Mas o Léo não estava lá. Ninguém da sua família estava.
Quando ele finalmente apareceu com o pai, Ricardo, não havia dor, apenas irritação.
Ricardo disse: "Isto é uma tragédia terrível."
E Léo acrescentou: "Estas coisas acontecem."
Eles culparam-me por ter saído à rua, queriam que eu superasse por "bem da reputação familiar".
"Estas coisas acontecem"? Como podia ser tão frio?
Eu tinha implorado pela minha vida, pela vida do nosso filho, e ele escolheu a sua meia-irmã e o gato dela?

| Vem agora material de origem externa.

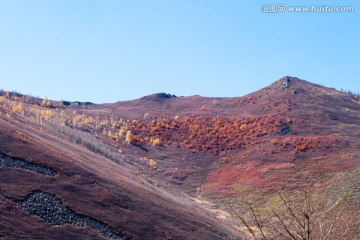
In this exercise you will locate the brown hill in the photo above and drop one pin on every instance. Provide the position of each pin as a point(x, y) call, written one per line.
point(163, 167)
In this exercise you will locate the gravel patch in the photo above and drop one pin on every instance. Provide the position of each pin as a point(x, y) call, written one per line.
point(11, 162)
point(53, 211)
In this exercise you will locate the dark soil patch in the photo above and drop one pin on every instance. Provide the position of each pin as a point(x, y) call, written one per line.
point(53, 211)
point(11, 162)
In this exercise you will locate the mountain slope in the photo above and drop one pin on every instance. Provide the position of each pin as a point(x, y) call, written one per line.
point(165, 167)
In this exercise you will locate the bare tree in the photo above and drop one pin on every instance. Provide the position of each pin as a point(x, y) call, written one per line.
point(299, 216)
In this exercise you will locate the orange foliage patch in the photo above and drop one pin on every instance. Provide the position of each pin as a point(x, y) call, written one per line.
point(210, 134)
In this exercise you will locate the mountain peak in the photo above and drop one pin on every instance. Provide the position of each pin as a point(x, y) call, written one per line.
point(158, 96)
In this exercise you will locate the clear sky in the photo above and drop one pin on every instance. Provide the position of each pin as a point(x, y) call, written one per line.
point(112, 50)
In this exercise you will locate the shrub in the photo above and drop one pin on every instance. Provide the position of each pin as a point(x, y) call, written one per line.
point(156, 142)
point(128, 137)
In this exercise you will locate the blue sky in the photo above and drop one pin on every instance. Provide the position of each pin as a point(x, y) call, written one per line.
point(113, 50)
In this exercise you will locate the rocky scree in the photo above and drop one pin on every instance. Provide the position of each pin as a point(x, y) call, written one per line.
point(53, 211)
point(11, 162)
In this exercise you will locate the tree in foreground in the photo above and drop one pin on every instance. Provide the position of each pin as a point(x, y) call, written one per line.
point(299, 215)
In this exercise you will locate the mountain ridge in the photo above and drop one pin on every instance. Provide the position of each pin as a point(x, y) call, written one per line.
point(165, 167)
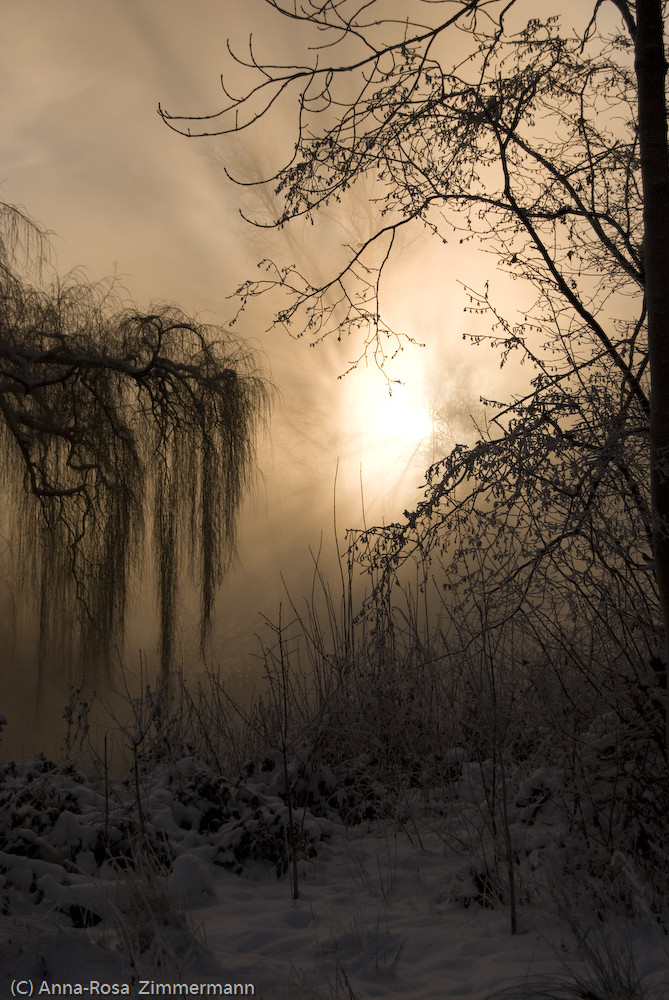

Onde estava o homem que eu amava? Que tipo de família era esta que me deixava morrer?
A verdade, fria e cruel, encontrei-a no Facebook.
Uma amiga de Sofia publicou uma foto: Sofia e amigas num café chique.
A legenda: "Sorte que o Léo nos veio salvar com o seu jipe. O nosso herói!"
A hora da publicação. Quinze minutos depois de eu lhe ter implorado ajuda.
Léo não estava a acalmar Sofia ou o gato; ele estava a servir de motorista a um grupo de mulheres aborrecidas num café.
Naquele momento, enquanto ele me olhava sem culpa, apenas com raiva, as minhas palavras saíram claras.
"Quero o divórcio."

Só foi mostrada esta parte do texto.